The firm said it had signed a further 316,000 square feet since 31 March at 13.1% ahead of ERV.
Portfolio valuation saw ERV growth of 5.9%, with retail parks and London urban logistics showing the highest increases at 7.2% and 10%, respectively.
However, overall portfolio values decreased by 2.6%, driven by a 5.3% decline in campus values.
Notably, second-half values remained relatively stable with a slight decrease of 0.2%.
Looking ahead, British Land said it expected 2025 ERV growth of 3% to 5% across its markets, adding that it was comfortable with market expectations for underlying earnings per share of 27.9p.
The company anticipated that its committed and recently-completed developments would contribute 4.5p to earnings per share, with 2.6p expected in the 2026 financial year.
“Our strategy of focusing on campuses, retail parks and London urban logistics is delivering,” said chief executive officer Simon Carter.
“Our operational momentum continues with high occupancy, strong leasing and good cost discipline driving Underlying Profit growth of 2%.

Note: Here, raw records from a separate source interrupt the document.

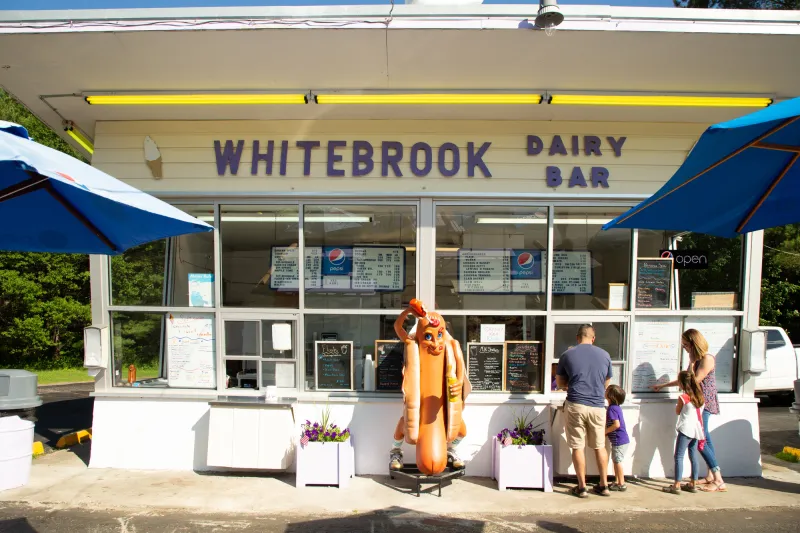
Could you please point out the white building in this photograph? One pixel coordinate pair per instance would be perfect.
(492, 210)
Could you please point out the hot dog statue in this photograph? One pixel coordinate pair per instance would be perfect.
(435, 385)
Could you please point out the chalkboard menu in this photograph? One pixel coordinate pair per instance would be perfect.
(653, 283)
(389, 356)
(334, 365)
(485, 363)
(524, 366)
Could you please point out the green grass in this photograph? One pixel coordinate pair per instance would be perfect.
(783, 456)
(73, 375)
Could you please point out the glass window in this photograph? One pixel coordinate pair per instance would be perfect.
(176, 272)
(360, 256)
(774, 339)
(591, 267)
(259, 353)
(137, 347)
(491, 257)
(259, 255)
(610, 336)
(708, 267)
(361, 330)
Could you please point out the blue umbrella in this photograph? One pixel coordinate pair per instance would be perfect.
(741, 176)
(51, 202)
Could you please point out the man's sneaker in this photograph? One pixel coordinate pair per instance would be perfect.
(396, 459)
(454, 459)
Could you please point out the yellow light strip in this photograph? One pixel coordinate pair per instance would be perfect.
(80, 139)
(196, 99)
(458, 99)
(658, 101)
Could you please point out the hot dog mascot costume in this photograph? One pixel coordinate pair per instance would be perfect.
(435, 386)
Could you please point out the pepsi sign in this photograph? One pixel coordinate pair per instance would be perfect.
(337, 261)
(687, 259)
(526, 264)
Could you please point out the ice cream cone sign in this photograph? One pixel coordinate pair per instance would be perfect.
(152, 156)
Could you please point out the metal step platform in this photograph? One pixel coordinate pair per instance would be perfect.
(412, 472)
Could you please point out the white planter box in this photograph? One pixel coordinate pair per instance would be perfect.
(325, 463)
(526, 467)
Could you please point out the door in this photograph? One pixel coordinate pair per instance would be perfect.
(259, 351)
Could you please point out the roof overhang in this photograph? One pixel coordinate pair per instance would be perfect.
(51, 60)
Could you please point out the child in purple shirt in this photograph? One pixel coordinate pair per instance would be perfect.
(617, 434)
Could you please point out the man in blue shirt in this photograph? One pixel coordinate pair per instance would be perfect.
(585, 371)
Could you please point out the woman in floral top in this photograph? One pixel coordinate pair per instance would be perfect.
(702, 364)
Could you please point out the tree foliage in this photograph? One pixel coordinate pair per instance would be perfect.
(739, 4)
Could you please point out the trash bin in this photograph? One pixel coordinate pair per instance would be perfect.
(16, 452)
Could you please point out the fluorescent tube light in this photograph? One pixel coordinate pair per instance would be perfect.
(312, 218)
(456, 98)
(533, 220)
(196, 99)
(79, 138)
(658, 101)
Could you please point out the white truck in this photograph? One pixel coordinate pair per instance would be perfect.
(783, 364)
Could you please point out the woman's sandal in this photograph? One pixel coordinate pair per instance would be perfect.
(600, 490)
(580, 492)
(714, 487)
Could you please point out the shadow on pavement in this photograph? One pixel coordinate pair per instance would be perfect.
(390, 519)
(16, 525)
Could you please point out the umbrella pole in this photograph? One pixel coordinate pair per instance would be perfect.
(764, 196)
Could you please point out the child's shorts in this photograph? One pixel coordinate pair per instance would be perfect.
(618, 453)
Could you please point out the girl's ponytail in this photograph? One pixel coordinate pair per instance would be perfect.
(689, 385)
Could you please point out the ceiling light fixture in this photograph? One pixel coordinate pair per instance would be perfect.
(657, 101)
(78, 136)
(196, 99)
(422, 99)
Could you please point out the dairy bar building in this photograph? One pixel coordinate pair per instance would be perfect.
(351, 158)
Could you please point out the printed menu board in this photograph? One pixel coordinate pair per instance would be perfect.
(482, 271)
(191, 360)
(485, 366)
(334, 365)
(572, 272)
(653, 283)
(340, 268)
(379, 268)
(656, 352)
(523, 366)
(389, 358)
(286, 265)
(720, 332)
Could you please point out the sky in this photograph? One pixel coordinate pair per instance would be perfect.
(111, 4)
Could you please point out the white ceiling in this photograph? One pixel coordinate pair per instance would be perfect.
(320, 60)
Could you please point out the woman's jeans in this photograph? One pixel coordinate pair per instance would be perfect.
(681, 445)
(708, 450)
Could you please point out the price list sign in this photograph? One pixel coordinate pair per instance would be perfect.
(485, 366)
(379, 268)
(524, 366)
(482, 271)
(285, 268)
(334, 365)
(572, 272)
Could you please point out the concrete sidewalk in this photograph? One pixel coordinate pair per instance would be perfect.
(61, 480)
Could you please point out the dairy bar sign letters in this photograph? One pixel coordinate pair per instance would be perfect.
(420, 159)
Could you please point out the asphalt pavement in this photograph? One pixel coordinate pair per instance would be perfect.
(396, 520)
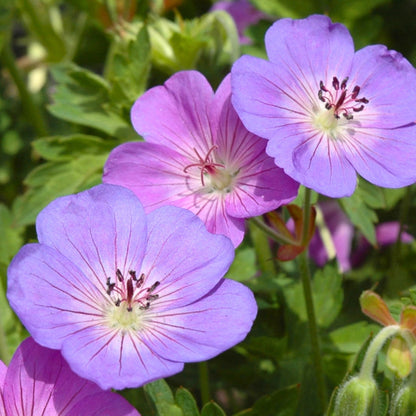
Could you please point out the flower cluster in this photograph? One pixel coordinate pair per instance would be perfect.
(126, 282)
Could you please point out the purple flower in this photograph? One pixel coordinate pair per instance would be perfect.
(38, 382)
(329, 112)
(127, 297)
(243, 13)
(198, 156)
(342, 234)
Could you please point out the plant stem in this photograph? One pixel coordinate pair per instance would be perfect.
(272, 233)
(377, 343)
(306, 215)
(204, 382)
(313, 328)
(261, 245)
(34, 114)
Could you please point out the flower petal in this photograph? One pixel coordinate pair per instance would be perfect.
(73, 225)
(183, 256)
(153, 172)
(116, 359)
(313, 48)
(44, 285)
(45, 382)
(260, 186)
(207, 327)
(176, 114)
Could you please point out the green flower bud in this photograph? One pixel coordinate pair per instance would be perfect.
(404, 402)
(357, 397)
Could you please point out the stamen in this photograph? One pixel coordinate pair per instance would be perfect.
(339, 100)
(206, 165)
(130, 290)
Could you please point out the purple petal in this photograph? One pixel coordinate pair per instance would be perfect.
(73, 225)
(317, 162)
(104, 403)
(260, 186)
(3, 372)
(388, 232)
(116, 359)
(243, 13)
(153, 172)
(207, 327)
(310, 50)
(387, 80)
(176, 114)
(183, 256)
(51, 296)
(40, 382)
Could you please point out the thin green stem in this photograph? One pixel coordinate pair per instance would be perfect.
(204, 382)
(272, 233)
(264, 255)
(369, 361)
(306, 215)
(32, 110)
(313, 327)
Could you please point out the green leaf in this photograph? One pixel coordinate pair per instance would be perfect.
(54, 179)
(66, 148)
(212, 409)
(360, 215)
(82, 97)
(280, 403)
(327, 296)
(11, 235)
(244, 265)
(129, 68)
(349, 339)
(161, 395)
(186, 402)
(287, 8)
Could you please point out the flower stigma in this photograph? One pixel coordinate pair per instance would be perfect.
(214, 176)
(338, 102)
(129, 301)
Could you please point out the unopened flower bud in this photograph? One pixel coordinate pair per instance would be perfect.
(404, 402)
(357, 397)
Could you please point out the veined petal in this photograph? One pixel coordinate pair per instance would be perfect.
(116, 359)
(40, 382)
(202, 330)
(317, 162)
(44, 285)
(183, 256)
(176, 114)
(311, 50)
(73, 225)
(155, 173)
(3, 372)
(259, 186)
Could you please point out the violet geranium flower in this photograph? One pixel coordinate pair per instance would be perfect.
(341, 232)
(198, 156)
(127, 297)
(329, 112)
(38, 382)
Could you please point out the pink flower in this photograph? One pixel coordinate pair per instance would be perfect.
(199, 156)
(39, 382)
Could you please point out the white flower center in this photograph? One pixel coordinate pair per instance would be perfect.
(130, 299)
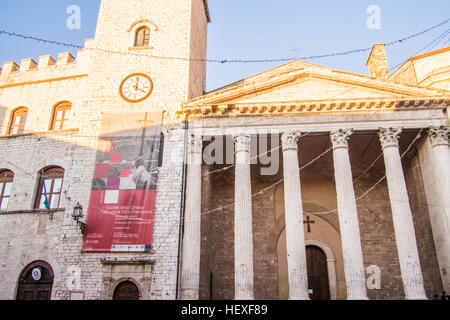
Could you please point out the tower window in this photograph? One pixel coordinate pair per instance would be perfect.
(142, 38)
(6, 180)
(53, 178)
(18, 120)
(61, 115)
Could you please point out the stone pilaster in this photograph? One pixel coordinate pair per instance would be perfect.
(190, 270)
(439, 139)
(348, 218)
(293, 208)
(243, 230)
(402, 216)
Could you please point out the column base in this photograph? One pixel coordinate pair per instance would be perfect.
(250, 297)
(416, 298)
(357, 298)
(300, 298)
(189, 294)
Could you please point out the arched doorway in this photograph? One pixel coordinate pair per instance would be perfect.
(126, 290)
(318, 281)
(36, 282)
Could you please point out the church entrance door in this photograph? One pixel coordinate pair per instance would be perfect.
(318, 284)
(36, 282)
(126, 290)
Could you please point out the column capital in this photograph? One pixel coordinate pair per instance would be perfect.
(242, 143)
(195, 143)
(389, 137)
(289, 140)
(439, 136)
(340, 138)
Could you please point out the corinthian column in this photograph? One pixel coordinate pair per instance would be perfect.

“We have achieved much this year - the surrender and joint venture of 1 Triton Square, the commitment to 2 Finsbury Avenue following the record breaking pre-let to Citadel, and the sale of Meadowhall are all good examples of our active approach to capital recycling.”
As a result, Carter said 93% of the company's portfolio was now in its chosen markets.
“Although the geopolitical and economic landscape remains uncertain, with a portfolio net equivalent yield over 6%, 3% to 5% forecast rental growth and development upside, we expect to generate attractive future returns.”
At 1006 BST, shares in British Land Company were down 1.09% at 398.8p.